62 I am also satisfied that the loss of earning capacity consequences are “at least very considerable”. I can see the basis upon which Dr Yong offered the opinion that the plaintiff can undertake the jobs referred to in the report of CoWork, but I have carefully considered the evidence of the plaintiff in the context of the histories given to all the medical practitioners who have examined him.
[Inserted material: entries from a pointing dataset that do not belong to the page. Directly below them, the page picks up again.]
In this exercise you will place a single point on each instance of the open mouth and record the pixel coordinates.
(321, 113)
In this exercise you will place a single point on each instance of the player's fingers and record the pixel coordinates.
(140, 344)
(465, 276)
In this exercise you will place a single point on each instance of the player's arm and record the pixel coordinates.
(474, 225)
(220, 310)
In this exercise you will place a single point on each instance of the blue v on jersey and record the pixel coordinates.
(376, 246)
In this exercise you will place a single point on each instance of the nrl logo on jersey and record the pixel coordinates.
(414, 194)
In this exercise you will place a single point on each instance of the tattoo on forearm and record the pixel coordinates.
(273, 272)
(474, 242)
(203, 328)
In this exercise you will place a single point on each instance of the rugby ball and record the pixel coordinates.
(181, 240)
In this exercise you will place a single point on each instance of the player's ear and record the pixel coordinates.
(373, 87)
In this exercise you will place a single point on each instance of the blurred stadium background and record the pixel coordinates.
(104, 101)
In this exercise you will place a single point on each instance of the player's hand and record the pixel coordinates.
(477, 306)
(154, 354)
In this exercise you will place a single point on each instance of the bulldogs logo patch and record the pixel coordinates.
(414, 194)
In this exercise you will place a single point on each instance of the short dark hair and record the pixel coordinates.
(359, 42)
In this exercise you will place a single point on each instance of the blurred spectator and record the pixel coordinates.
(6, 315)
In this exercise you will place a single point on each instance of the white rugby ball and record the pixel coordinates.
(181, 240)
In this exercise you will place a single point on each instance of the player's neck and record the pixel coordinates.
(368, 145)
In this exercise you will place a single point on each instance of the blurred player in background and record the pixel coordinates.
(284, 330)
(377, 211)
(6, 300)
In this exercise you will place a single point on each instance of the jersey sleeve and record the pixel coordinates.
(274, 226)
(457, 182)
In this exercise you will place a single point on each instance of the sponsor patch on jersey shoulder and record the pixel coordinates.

Apart from Mr Johnson and Mr Bowles, there appears to be acceptance that the complaints of pain and disablement made by the plaintiff are within an acceptable range given the nature and extent of the injury he has suffered.
63 The fact that the medical evidence is as strong, as I consider it to be, fortifies me in concluding that the plaintiff has suffered an incapacity for employment generally, and for the jobs referred to in the report of CoWork, and that I should accept his evidence that he might be able to do some of the work for some of the time, but would not be able to tolerate the physical demands of those jobs.
64 Lastly, Mr Dunstan submitted that there is a need for so-called disentangling because the plaintiff has suffered cannabis abuse and a secondary psychiatric condition. I reject that submission. The medical evidence permits me to see very clearly that the plaintiff suffered discal injury which was diagnosed in 2005 and has been repeatedly diagnosed by the medical practitioners whose evidence I prefer. I can see no difficulty in determining the physical injury, the impairment of function caused by it, and the consequences produced by the impairment. In any event, neither Dr Strauss nor Dr Stern have offered opinions which suggest that the secondary psychiatric condition is of great significance and is impairing the plaintiff’s functioning to any significant degree.
Conclusion
65 On the basis of the foregoing reasons, findings and conclusions, I grant the plaintiff leave to bring a proceeding at common law pursuant to s134AB(16)(b) of the Act to recover damages for injuries for pain and suffering arising and loss of earning capacity out of his employment with the first defendant.
66 After discussion with counsel, I will pronounce formal orders and will hear the parties on the question of costs.